One piece of information that most don’t know is that back in 1978, the then Republic of China, despite teetering on first and third world country status, it was a top-five donor to the World Bank, which provides low-interest loans, interest free credit and grants so small countries can focus on improving education, health and infrastructure. In 2018, China was the second largest recipient of World Bank loans.

One of the most memorable humorous stories in the film came from a person who had attended the program during its early years. He grinningly recalled that the camp counselors once told them a story that because Taiwan had three tanks, they were going to march over to Communist China, drive the tanks right up into Tiananmen Square and conquer the country. He had that are you kidding me face we’ve all had at one time or another when we hear something so incredibly preposterous, but at one point of time, folks truly considered it a real possibility.

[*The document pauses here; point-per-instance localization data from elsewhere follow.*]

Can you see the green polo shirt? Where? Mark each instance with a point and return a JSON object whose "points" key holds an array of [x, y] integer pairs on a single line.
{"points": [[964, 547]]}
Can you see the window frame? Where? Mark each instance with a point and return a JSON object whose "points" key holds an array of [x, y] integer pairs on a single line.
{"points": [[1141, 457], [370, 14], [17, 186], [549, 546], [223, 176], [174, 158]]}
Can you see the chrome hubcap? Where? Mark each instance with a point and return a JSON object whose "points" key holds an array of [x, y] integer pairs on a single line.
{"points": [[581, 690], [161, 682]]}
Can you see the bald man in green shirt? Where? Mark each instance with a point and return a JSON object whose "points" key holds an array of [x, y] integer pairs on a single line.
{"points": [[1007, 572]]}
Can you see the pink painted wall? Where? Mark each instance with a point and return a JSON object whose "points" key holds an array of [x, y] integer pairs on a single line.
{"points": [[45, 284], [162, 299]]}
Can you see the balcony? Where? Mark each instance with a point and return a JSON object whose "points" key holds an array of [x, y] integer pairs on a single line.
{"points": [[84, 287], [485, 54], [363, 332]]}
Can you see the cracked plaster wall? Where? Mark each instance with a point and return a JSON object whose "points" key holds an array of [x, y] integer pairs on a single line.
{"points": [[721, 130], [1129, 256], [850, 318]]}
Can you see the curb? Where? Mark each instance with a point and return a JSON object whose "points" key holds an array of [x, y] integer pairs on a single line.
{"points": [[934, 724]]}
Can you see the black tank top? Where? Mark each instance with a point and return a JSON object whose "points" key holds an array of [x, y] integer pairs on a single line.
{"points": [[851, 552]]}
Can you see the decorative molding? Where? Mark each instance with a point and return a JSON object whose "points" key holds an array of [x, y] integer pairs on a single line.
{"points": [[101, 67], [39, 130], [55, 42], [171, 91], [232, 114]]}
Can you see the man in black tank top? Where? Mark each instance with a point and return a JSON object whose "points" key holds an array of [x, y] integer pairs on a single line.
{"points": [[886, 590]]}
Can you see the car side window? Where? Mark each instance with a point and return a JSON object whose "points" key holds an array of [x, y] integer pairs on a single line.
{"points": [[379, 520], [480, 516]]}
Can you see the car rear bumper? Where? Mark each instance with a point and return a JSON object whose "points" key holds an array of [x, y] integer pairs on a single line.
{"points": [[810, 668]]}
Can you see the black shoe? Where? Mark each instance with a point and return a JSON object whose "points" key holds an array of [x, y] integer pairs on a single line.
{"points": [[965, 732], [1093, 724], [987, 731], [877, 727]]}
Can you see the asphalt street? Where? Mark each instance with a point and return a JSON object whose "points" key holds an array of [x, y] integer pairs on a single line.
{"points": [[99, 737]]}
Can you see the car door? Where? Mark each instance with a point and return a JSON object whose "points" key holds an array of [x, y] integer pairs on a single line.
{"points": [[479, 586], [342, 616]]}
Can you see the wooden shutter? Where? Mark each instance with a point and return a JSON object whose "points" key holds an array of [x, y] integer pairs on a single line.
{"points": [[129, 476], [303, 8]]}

During a destructive typhoon in 1981, I read in one of the state-run English language newspapers that the Communists sent the typhoon over to destroy the country. Aiyah!

Soe additionally adds, “I was hoping that people who never had the opportunity to make the trip that they could relate to what was happening in the film, not just Asian but anybody who’s had some kind of a personal kind of cultural awakening.”

For what it’s worth, I spoke to an audience member in passing who is half-Taiwanese and didn’t know much about Taiwan. She shared that due to the film, she felt more connected to the Taiwanese half of herself.

To director Soe…mission accomplished.